Le Pacte Numérique Mondial, adopté l’an dernier lors du Sommet de l’avenir des Nations unies, reste quant à lui très vague. Il contient un engagement général à « établir des garanties appropriées » face aux impacts des technologies sur les droits humains, et mentionne une seule fois la surveillance, les États s’engageant à veiller à ce que les technologies de surveillance soient conformes au droit international. Cependant le texte ne mentionne pas spécifiquement la reconnaissance faciale.

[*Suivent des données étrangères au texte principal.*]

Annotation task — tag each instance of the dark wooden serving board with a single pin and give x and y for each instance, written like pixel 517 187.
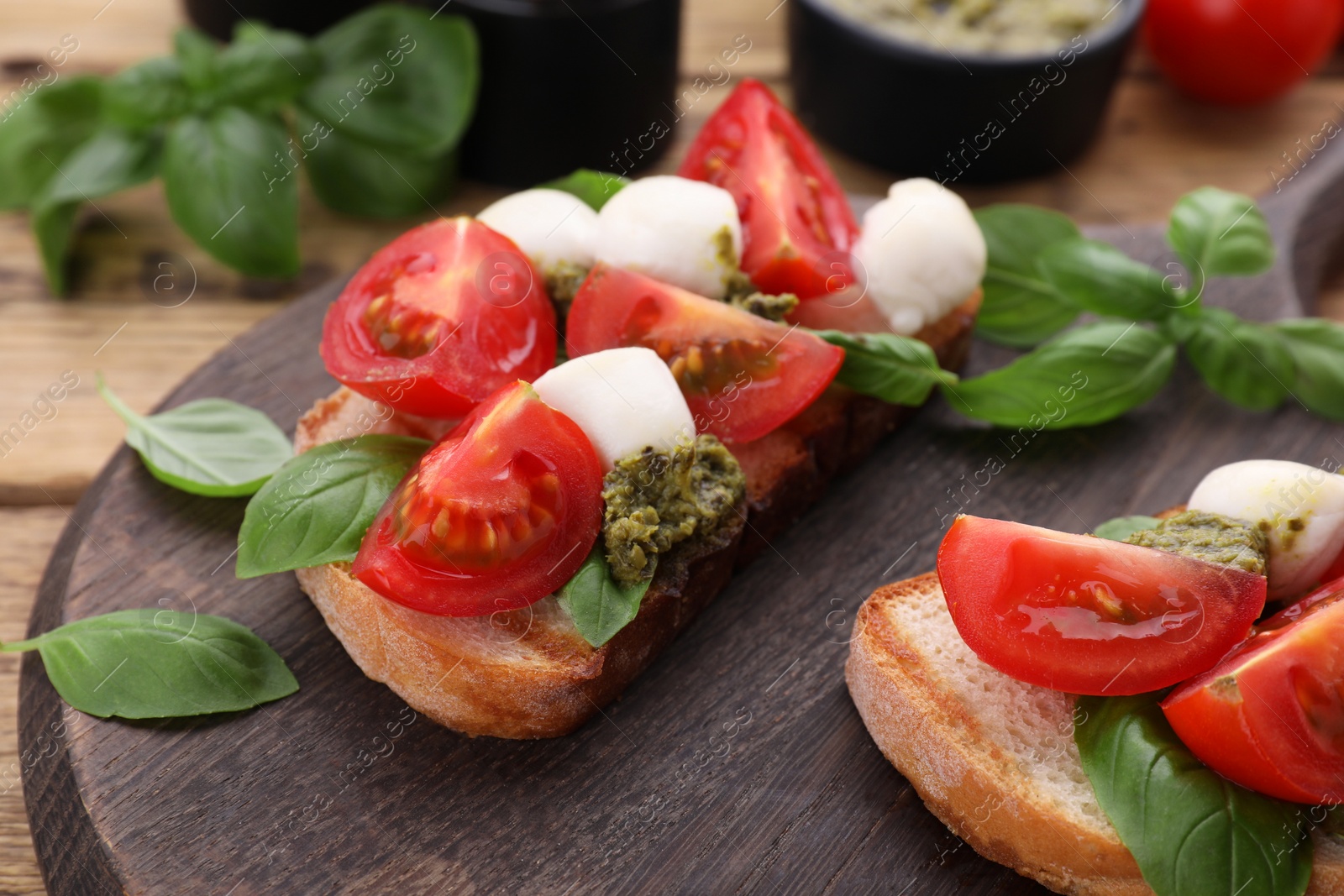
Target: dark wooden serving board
pixel 736 765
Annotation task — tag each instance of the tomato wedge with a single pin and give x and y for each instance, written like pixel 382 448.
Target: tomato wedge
pixel 1270 716
pixel 797 226
pixel 440 318
pixel 1086 616
pixel 743 375
pixel 496 516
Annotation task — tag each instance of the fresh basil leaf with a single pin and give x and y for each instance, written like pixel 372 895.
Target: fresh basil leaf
pixel 1021 308
pixel 148 94
pixel 223 191
pixel 316 508
pixel 1221 234
pixel 1245 363
pixel 1317 351
pixel 895 369
pixel 593 187
pixel 356 177
pixel 1193 832
pixel 598 606
pixel 195 53
pixel 1122 527
pixel 1100 278
pixel 265 67
pixel 400 76
pixel 107 163
pixel 210 446
pixel 160 664
pixel 1084 376
pixel 40 132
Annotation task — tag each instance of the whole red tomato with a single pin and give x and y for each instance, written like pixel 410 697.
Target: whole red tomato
pixel 1241 51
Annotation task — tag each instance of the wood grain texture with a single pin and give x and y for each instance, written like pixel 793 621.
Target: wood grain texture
pixel 736 763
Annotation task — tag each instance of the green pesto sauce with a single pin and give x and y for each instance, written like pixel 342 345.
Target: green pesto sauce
pixel 1211 537
pixel 738 289
pixel 656 499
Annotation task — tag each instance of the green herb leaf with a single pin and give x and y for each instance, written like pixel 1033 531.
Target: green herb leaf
pixel 210 446
pixel 1021 308
pixel 1221 234
pixel 1100 278
pixel 1245 363
pixel 593 187
pixel 1317 351
pixel 1193 832
pixel 228 190
pixel 148 94
pixel 598 606
pixel 895 369
pixel 1122 527
pixel 37 136
pixel 108 161
pixel 316 508
pixel 264 67
pixel 358 177
pixel 400 76
pixel 1084 376
pixel 160 664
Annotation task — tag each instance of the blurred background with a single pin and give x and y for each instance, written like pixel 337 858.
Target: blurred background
pixel 145 304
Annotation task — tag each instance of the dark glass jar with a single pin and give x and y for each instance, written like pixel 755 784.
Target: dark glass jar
pixel 570 83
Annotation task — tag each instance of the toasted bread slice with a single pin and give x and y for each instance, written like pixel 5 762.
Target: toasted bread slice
pixel 528 673
pixel 994 758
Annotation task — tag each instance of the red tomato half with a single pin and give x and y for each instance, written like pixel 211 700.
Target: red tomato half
pixel 797 226
pixel 743 375
pixel 1241 51
pixel 440 318
pixel 496 516
pixel 1088 616
pixel 1270 716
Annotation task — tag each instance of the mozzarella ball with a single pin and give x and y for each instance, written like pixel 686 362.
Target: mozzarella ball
pixel 1303 506
pixel 624 399
pixel 680 231
pixel 921 251
pixel 550 226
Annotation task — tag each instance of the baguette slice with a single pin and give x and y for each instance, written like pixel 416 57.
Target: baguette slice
pixel 528 673
pixel 994 758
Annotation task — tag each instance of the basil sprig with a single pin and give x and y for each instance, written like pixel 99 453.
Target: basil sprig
pixel 597 604
pixel 895 369
pixel 374 107
pixel 316 508
pixel 212 446
pixel 1191 831
pixel 158 664
pixel 593 187
pixel 1042 273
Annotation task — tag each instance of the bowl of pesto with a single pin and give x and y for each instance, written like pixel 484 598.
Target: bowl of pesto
pixel 958 90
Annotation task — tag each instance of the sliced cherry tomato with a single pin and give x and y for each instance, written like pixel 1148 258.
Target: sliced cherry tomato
pixel 440 318
pixel 797 226
pixel 743 375
pixel 1088 616
pixel 1270 716
pixel 496 516
pixel 1241 51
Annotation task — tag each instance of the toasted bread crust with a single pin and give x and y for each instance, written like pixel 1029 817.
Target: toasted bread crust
pixel 528 673
pixel 971 783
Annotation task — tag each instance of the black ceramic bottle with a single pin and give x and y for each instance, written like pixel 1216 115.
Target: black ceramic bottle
pixel 570 83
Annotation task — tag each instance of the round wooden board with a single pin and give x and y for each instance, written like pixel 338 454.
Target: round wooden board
pixel 736 765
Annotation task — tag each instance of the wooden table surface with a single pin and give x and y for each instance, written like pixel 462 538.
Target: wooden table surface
pixel 145 331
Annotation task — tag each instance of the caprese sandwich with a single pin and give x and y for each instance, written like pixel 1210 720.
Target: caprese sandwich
pixel 1158 707
pixel 564 423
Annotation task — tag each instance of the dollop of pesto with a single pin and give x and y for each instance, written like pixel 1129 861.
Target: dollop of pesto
pixel 656 499
pixel 738 289
pixel 1211 537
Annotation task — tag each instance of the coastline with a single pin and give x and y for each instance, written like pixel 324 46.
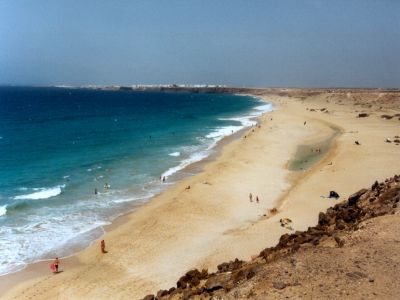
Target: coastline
pixel 165 245
pixel 40 268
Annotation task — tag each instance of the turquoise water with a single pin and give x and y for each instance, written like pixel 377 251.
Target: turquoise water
pixel 58 146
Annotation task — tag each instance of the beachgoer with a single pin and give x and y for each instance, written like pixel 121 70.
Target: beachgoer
pixel 56 263
pixel 103 246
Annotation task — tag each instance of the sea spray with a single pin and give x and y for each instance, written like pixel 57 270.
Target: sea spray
pixel 74 159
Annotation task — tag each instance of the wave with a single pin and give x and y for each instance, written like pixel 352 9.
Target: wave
pixel 219 133
pixel 195 157
pixel 42 193
pixel 3 210
pixel 175 154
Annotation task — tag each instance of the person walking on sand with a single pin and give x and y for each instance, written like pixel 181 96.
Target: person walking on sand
pixel 54 265
pixel 103 246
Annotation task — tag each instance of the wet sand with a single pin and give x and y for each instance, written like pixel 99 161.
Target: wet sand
pixel 214 221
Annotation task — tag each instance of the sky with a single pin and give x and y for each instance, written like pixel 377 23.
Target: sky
pixel 281 43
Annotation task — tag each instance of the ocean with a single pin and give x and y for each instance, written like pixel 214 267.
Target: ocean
pixel 72 160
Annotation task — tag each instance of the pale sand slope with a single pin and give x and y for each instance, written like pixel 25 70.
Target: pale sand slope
pixel 212 223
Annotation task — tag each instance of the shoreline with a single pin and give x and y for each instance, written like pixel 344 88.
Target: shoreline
pixel 40 267
pixel 152 248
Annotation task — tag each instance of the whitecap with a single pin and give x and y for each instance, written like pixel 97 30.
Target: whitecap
pixel 175 154
pixel 42 193
pixel 3 210
pixel 195 157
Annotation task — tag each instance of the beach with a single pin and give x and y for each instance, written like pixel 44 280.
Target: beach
pixel 208 218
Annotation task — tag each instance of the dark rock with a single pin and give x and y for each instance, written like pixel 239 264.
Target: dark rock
pixel 230 266
pixel 218 281
pixel 363 115
pixel 162 293
pixel 354 197
pixel 339 241
pixel 340 224
pixel 279 285
pixel 356 275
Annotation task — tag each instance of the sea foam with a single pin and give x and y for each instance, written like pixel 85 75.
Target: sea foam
pixel 175 154
pixel 42 193
pixel 3 210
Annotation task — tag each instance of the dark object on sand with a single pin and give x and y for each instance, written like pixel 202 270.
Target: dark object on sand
pixel 333 194
pixel 363 115
pixel 103 246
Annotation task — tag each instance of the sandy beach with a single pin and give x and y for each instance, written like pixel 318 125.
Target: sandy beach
pixel 297 153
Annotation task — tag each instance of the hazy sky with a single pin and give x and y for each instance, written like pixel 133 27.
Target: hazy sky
pixel 242 43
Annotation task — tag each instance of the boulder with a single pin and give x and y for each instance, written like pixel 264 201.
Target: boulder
pixel 354 197
pixel 218 281
pixel 363 115
pixel 279 285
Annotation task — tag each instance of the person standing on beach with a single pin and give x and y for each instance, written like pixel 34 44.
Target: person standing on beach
pixel 54 265
pixel 103 246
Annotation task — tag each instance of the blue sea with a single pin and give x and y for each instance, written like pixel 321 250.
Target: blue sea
pixel 72 160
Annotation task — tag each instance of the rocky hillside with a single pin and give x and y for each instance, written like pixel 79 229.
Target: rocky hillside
pixel 353 252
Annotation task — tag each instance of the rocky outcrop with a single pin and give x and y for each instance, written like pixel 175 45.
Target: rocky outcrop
pixel 381 199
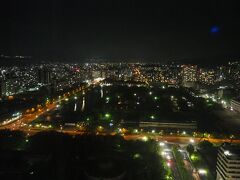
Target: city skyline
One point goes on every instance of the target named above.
(121, 30)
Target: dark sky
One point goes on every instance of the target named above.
(163, 29)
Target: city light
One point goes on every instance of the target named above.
(191, 140)
(202, 171)
(107, 115)
(145, 138)
(161, 144)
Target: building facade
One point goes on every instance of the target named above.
(228, 162)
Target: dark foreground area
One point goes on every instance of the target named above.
(52, 155)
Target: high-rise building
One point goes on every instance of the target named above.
(2, 88)
(207, 76)
(189, 75)
(44, 76)
(228, 162)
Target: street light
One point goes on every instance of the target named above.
(107, 115)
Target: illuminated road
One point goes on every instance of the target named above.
(26, 119)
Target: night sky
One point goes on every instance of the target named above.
(119, 29)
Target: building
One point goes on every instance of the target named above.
(44, 76)
(189, 75)
(207, 76)
(228, 162)
(235, 105)
(2, 88)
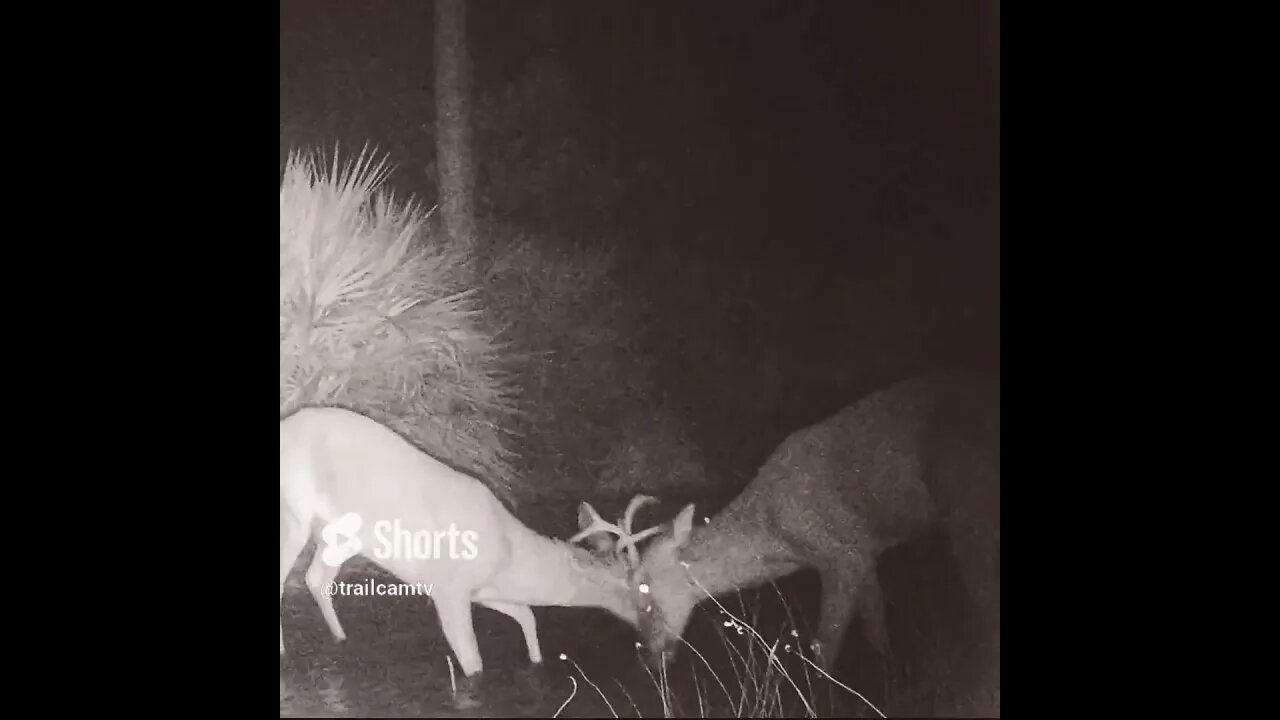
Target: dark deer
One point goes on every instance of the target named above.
(833, 497)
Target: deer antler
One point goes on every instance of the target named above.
(626, 540)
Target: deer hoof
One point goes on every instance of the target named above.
(467, 695)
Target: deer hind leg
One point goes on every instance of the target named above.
(839, 588)
(528, 624)
(455, 614)
(293, 540)
(320, 575)
(871, 607)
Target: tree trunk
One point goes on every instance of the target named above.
(453, 121)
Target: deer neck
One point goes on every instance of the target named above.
(737, 550)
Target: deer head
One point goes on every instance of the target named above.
(662, 591)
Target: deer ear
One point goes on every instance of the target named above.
(682, 525)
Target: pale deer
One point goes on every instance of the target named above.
(336, 461)
(833, 497)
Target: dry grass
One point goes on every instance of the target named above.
(378, 315)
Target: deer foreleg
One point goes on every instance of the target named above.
(320, 577)
(455, 614)
(524, 615)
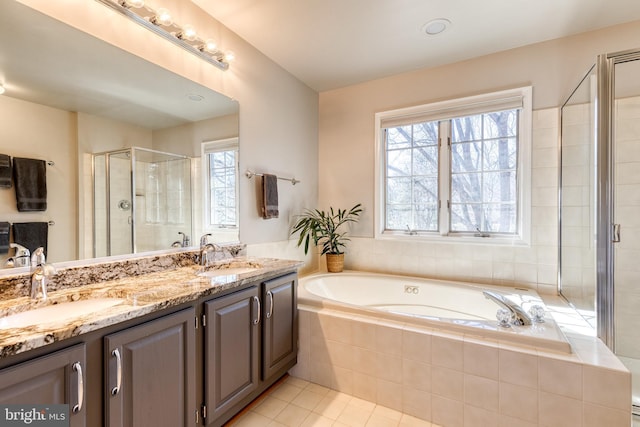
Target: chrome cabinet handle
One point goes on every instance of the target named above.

Plus inquiétant encore, la Convention sur la cybercriminalité des Nations unies, adoptée en décembre dernier, menace d’aggraver l’impact de la reconnaissance faciale sur les droits humains. Ce traité, promu par des régimes répressifs, au premier rang desquels la Russie, a été conçu par des États qui utilisent déjà les lois sur la cybercriminalité comme prétexte à la répression. Malgré les efforts de la société civile et des États plus démocratiques pour atténuer les pires propositions initiales, le texte final ne contient toujours pas de garanties solides en matière de droits humains, y compris sur des principes essentiels comme la légalité et la non-discrimination. Le traité permet aux États de partager plus facilement des données biométriques sensibles, y compris celles recueillies via la reconnaissance faciale. Cela crée de nouveaux risques pour les militants et les dissidents : des opposants à de régimes autoritaires exilés pourraient être identifiés grâce à la reconnaissance faciale, puis extradés, simplement pour des opinions exprimées en ligne.

Parallèlement à la réglementation mondiale, les gouvernements nationaux doivent adopter d’urgence des lois pour encadrer l’usage de la reconnaissance faciale avant qu’il ne soit trop tard. Ils doivent respecter les droits à la vie privée, le droit de manifester et ils doivent mettre fin aux pratiques de surveillance discriminatoires. La société civile a lancé l’alerte; les autorités doivent maintenant agir avant que la reconnaissance faciale ne devienne la norme et que manifester ne devienne encore plus dangereux.

NOS APPELS À L’ACTION

  • Les États doivent adopter des lois interdisant l’utilisation des technologies de reconnaissance faciale et des autres technologies de surveillance biométrique à distance.
  • Les États doivent faire preuve de transparence et rendre des comptes concernant tout usage existant de la technologie de reconnaissance faciale, et consulter la société civile sur ses modalités d’application.
  • Les États doivent consulter un large éventail d’organisations de la société civile avant de prendre des mesures pour ratifier la Convention sur la cybercriminalité.